Last Word Opinions

Centralized Protection and Control – Yes or No?

This is the question that many people in our industry are asking today. And as usual, the answer starts with “It Depends!”

What does it depend on? As can be seen from the articles in the magazine, there are many different ways of implementing a centralized protection, automation and control system.

If we think about the architecture, some people will prefer a system that will have only pure process interface devices providing streams of current and voltage sampled values, digitized data or information for non-electrical system parameters (such as temperature, vibration or pressure) and binary signals for switchgear status and control. All protection, automation, control, monitoring and recording functions are implemented in a central substation computer.
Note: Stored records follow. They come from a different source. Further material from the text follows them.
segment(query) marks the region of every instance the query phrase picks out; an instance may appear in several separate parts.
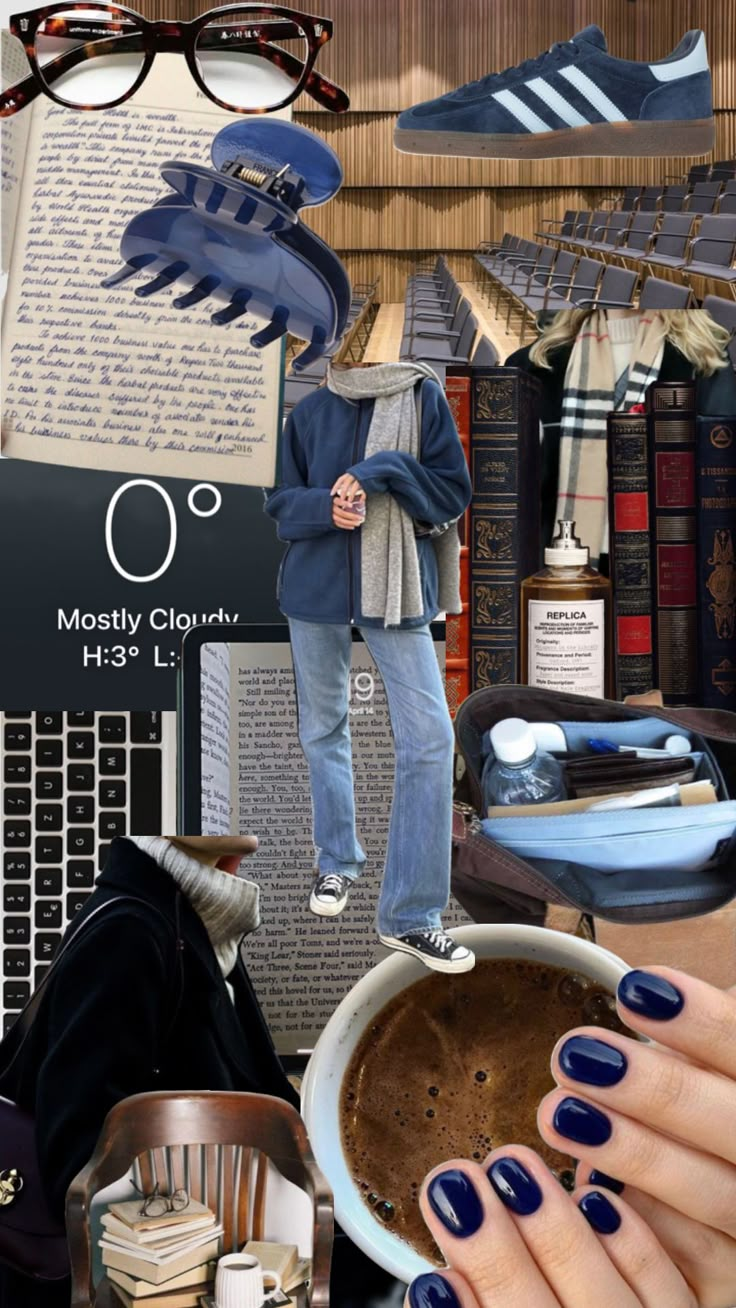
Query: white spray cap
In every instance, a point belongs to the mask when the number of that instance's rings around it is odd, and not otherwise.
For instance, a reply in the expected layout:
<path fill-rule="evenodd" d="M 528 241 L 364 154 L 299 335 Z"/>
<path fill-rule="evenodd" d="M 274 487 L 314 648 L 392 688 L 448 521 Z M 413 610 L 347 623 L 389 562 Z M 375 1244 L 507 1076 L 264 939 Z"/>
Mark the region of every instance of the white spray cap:
<path fill-rule="evenodd" d="M 664 747 L 668 754 L 673 754 L 675 757 L 692 752 L 692 745 L 687 736 L 668 736 Z"/>
<path fill-rule="evenodd" d="M 537 749 L 547 754 L 566 754 L 567 738 L 557 722 L 530 722 L 532 735 L 537 742 Z"/>
<path fill-rule="evenodd" d="M 534 733 L 523 718 L 504 718 L 491 728 L 491 745 L 500 763 L 525 763 L 537 752 Z"/>
<path fill-rule="evenodd" d="M 590 550 L 575 535 L 575 523 L 566 518 L 558 518 L 558 522 L 560 530 L 544 551 L 545 563 L 558 568 L 584 567 L 590 562 Z"/>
This is to me the closest to the vision of the separation between hardware and software – a continuously growing trend in our industry. This is also very close to what is happening in the world around us – you buy a smart phone using an Android operating system and then you install on it all the applications that you need to manage your everyday life.

In our case we should have a substation hardened cyber secured computer platform running a standardized real-time operating system that comes with an applications development environment. Anyone should be able to create applications based on the real-time data coming from the different process interface devices in the substation that can be purchased and integrated in a centralized protection and control system.
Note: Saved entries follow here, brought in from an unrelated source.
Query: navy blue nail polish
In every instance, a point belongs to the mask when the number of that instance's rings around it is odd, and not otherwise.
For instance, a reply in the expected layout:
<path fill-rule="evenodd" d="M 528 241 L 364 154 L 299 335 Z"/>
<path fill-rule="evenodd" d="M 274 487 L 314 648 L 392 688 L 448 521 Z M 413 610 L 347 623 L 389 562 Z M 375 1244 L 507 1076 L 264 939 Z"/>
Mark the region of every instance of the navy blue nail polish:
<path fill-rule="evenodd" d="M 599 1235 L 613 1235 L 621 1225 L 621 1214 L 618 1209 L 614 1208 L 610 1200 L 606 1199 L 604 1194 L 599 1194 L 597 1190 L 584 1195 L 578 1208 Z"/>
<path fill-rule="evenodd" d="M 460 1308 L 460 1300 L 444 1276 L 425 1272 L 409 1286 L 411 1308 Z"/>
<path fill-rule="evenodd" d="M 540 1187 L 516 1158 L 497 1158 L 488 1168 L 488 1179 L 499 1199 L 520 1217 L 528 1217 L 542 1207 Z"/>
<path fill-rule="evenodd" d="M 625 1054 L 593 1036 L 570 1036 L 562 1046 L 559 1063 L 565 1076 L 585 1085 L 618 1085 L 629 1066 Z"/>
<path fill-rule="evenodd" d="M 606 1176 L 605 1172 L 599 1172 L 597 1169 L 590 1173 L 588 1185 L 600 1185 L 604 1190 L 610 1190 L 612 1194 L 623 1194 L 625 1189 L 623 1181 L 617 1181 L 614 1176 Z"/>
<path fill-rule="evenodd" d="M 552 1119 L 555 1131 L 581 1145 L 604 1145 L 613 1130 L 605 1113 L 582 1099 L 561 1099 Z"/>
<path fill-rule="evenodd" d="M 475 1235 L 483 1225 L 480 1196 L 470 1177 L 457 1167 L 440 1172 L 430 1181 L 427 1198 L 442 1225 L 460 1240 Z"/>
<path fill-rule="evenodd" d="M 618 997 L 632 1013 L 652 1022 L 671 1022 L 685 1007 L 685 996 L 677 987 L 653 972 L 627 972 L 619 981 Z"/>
I think it is clear that for this to work, we will need to have some trusted certification authority to ensure that the applications not only meet the functional and performance requirements, but also interoperate with other vendor’s application running in parallel as part of the centralized protection, automation and control system.

As mentioned, there are many other possible architectures with various functional allocations between the process interface devices and the central computer, but we will leave this discussion for a future issue of PAC World.